“I’m pleased that we were able to find the root cause,” Thornton said.
Shabab Mehraeen, an assistant professor of electrical engineering at Louisiana State University, said the relay device is a common electrical fixture in businesses and massive facilities such as the Superdome.
“They are designed to keep a problem they sense from becoming something bigger, like a fire or catastrophic event,” said Mehraeen, who holds a doctorate from the Missouri University of Science and Technology in Rolla, Mo.
The devices vary in size, and while Mehraeen noted he was not familiar with the specifics of the relay at the Superdome, he added, “I wouldn’t be surprised if it was bigger than a truck.”
Mehraeen said the reasons the devices fail are the subject of much academic research into the interaction of relays with the complex electrical systems they regulate.
“It’s not unusual for them to have problems,” he said. “They can be unpredictable despite national testing standards recommended by manufacturers.”
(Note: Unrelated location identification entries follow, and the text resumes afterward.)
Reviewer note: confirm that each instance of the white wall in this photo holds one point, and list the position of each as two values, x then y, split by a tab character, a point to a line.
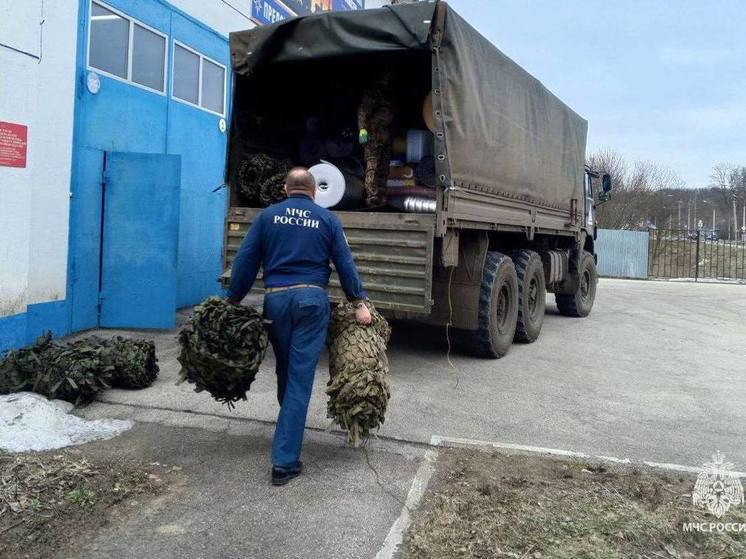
36	90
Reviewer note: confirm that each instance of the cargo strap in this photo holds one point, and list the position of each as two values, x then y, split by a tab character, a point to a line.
288	287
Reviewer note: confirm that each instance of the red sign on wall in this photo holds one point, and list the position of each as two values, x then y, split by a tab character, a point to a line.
13	142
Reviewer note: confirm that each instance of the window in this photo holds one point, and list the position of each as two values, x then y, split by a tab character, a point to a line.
109	46
186	75
148	58
213	81
198	80
126	49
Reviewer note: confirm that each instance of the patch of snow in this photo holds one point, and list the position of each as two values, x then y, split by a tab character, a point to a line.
31	422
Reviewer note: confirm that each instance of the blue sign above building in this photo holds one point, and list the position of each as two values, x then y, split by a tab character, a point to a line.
271	11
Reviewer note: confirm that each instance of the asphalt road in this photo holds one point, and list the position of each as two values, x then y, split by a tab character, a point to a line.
657	373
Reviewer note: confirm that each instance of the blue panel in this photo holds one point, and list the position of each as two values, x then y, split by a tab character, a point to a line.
12	331
53	316
140	236
22	329
85	237
194	134
622	254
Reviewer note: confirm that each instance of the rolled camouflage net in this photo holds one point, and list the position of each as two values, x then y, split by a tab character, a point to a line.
134	361
222	348
261	179
76	371
359	388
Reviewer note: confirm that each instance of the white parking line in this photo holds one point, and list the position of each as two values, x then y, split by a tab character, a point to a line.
419	484
437	440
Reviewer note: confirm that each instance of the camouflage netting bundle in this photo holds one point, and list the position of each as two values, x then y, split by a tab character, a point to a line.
222	348
359	386
76	371
261	179
134	361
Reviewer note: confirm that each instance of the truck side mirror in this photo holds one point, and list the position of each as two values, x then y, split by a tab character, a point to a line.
605	194
606	183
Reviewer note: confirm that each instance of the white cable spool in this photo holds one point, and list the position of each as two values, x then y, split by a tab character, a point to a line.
330	184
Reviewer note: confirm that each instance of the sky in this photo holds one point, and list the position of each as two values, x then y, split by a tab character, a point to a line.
658	80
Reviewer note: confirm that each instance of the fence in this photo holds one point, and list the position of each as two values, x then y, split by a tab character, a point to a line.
622	254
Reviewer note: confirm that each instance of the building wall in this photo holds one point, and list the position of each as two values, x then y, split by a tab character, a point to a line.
50	211
36	90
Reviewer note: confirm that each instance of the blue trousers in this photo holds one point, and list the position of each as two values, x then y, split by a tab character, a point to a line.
297	333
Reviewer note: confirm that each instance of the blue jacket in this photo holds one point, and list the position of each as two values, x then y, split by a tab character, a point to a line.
294	241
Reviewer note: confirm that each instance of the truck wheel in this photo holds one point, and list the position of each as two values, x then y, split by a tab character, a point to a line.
498	307
532	295
580	303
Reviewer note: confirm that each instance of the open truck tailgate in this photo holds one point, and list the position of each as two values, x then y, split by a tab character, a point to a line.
393	253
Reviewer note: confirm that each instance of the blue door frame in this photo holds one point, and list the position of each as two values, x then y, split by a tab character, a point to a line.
140	230
123	117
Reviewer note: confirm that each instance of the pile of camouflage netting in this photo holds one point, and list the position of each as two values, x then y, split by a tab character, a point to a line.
222	348
261	179
76	371
359	386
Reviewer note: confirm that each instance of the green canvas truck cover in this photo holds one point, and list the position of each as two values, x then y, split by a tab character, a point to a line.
499	130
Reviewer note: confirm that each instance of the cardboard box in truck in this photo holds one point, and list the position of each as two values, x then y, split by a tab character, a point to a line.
513	211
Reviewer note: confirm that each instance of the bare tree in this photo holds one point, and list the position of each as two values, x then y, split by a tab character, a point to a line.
636	199
730	181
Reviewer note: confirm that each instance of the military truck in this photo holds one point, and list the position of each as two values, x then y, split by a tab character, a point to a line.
513	212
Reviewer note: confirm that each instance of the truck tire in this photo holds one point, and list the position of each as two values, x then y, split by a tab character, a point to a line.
580	303
532	295
498	307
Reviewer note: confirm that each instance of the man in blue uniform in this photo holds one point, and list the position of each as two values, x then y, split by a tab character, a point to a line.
293	241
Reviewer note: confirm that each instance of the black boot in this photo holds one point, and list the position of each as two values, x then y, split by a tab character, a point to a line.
281	476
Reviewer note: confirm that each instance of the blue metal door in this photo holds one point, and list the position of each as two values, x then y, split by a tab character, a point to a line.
140	230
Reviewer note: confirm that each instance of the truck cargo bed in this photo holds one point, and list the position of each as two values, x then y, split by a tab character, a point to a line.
393	253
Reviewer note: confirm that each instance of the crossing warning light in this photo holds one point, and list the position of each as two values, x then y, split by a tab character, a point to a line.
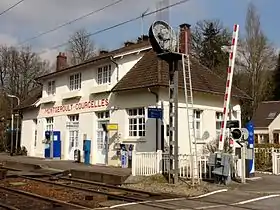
236	134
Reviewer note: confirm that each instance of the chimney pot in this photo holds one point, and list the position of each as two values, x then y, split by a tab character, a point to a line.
61	61
103	51
185	25
185	38
128	43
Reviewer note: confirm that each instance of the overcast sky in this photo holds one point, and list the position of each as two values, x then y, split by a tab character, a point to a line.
36	16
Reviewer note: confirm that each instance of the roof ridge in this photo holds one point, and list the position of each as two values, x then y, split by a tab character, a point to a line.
270	101
217	75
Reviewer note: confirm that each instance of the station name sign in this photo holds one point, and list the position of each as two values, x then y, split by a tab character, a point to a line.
86	105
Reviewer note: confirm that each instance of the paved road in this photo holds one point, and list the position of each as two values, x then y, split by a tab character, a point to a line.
263	194
230	200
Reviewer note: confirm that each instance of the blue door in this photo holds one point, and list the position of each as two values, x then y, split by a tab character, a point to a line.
53	149
56	144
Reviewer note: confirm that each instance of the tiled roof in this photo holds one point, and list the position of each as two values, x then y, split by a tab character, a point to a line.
266	112
152	71
34	95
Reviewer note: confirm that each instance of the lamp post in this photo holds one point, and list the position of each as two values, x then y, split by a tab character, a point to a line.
12	124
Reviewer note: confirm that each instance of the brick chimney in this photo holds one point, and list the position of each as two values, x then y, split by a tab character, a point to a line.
102	52
128	43
61	61
185	38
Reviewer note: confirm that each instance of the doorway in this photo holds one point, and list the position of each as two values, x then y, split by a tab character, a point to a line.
73	126
102	118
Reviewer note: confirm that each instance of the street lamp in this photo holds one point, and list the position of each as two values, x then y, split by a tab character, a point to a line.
12	124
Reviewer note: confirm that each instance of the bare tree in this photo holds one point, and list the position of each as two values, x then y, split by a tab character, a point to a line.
258	59
81	47
208	38
23	66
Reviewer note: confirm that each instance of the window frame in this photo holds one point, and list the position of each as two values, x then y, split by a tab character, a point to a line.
197	120
75	81
104	74
140	119
51	88
49	123
102	117
219	120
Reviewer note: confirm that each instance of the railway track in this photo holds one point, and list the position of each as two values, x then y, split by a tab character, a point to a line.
112	192
7	207
109	187
14	199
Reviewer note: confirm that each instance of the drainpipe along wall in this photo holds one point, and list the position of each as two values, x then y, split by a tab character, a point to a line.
157	101
117	65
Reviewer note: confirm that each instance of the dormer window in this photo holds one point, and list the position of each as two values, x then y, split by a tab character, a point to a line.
75	81
51	88
104	75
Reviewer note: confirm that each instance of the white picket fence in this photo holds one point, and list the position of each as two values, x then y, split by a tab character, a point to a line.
276	163
271	157
152	163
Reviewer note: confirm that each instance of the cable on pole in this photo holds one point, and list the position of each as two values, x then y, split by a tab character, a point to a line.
69	22
11	7
120	24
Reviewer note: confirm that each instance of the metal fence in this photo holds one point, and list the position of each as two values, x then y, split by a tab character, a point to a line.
152	163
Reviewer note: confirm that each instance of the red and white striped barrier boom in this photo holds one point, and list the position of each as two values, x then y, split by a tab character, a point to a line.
232	55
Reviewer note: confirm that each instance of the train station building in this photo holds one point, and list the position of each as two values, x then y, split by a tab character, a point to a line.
119	88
Entergy and SMG had both upgraded lines and equipment in the months leading up to the Super Bowl. Rice said the new switching gear, with the faulty relay, was installed as part of a $4.2 million upgrade by Entergy, including the installation of a new power line dedicated solely to the stadium.
In a separate project, SMG replaced lines coming into the stadium after managers expressed concerns the Superdome might be vulnerable to a power failure like the one that struck Candlestick Park during a 49ers Monday Night Football game in 2011. That outage was blamed at least partly on a transformer explosion.
Thornton stressed Friday that the dome was drawing only about two-thirds of its power capacity Super Bowl night, and said typical NFL games in late August or September can draw a little more.
City officials had worried that the Super Bowl outage might harm New Orleans’ chances of getting another NFL championship game.
But NFL Commissioner Roger Goodell downplayed that possibility after the outage, saying the NFL planned to keep New Orleans in its Super Bowl plans. Mayor Mitch Landrieu said the city intends to bid for the Super Bowl in 2018.